Last July, while Clove was on her way to an awesome Burning River finish, I was volunteering at the mile 80 aid station. I called out bib numbers as runners came in. As night started to fall, I had to go back to mile 71 to wait for the runner I was going to pace from there to the finish line. He arrived way behind schedule. He laid down and shivered. His first pacer and I forced him to eat. He hadn’t been eating enough calories and I was worried he was going to drop out right there. But he didn’t. I forced him out of the aid station and we began the trek to the next checkpoint.
It took nearly four hours to cover that nine miles, as my runner was getting dizzy from the lack of nutrients. We made it, but he had to heartbreakingly call it quits at mile 80. Another DNF due to nutrition mistakes.
Small mistakes like that are easy to make. When you’re running 26.2 road miles, it’s easier to gut it out as you only have a few hours of suffering until the finish line. But when you start running longer distances on tougher surfaces, mistakes are costly and can lead to a DNF or worse, a hospital stay.
The longer you’re out on the run, the more important proper nutrition becomes. And eating for an ultra is much different than eating for a marathon, so here’s a few things to consider while training for your first ultra.

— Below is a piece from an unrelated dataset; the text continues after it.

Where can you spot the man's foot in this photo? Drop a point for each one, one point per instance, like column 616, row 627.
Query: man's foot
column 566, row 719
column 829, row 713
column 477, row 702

Go with what you already know. I will not give up my chocolate cherry Clif gels for anything. When I trained for my first marathon, they were giving out Clif gels, so that’s what I trained with. I never got sick and have always been able to stomach the taste, so why ruin a good thing? What has worked for you in the marathon? Do you have one kind of gel that you always have handy? A sports drink instead of water? Keep with it and be prepared to start ordering it in bulk!
Timing is everything. Instead of depending on a certain amount of miles to take in food, consider eating every hour. Depending on the difficulty of the trails or who you’re with, a training run might take five hours or more. I always make sure to eat every hour. This is most important in the hot summer months, when you need more water and food to keep you going. As always, keep experimenting on your long runs so you can have a solid plan for race day. Most races have aid stations every five miles or so. In a 50K, I know it will take me approximately one hour to make it from aid station to aid station. If I’m feeling good, I’ll stick to aid station food, water and Gatorade. It’s good to have an alarm on your watch that will go off to remind you of when to eat.
Eat real food. This is the single best piece of advice I can give when it comes to ultrarunning nutrition. At the aid station, there’s going to be so many different kinds of food on the table, like cookies, pretzels, sandwiches, gels, fruit, soup, potatoes, the possibilities are endless. And just like I wouldn’t give up my Clif gels while I’m running, my go-to race foods are fig newtons, peanut butter and jelly sandwiches and watermelon. You’re going to be out on the course for a while and just sticking to gels won’t get you through all those ultra miles. Take advantage of the aid station foods you’ve paid for!
Take care of yourself after you run too. Just like with marathon training, eat something high in protein shortly after you finish your run. But also, be mindful of what you eat at other meals too. Ultra training results in an ultra appetite, so make sure you’re sticking to a routine and eating nutritious, real foods when you’re not on the run as well.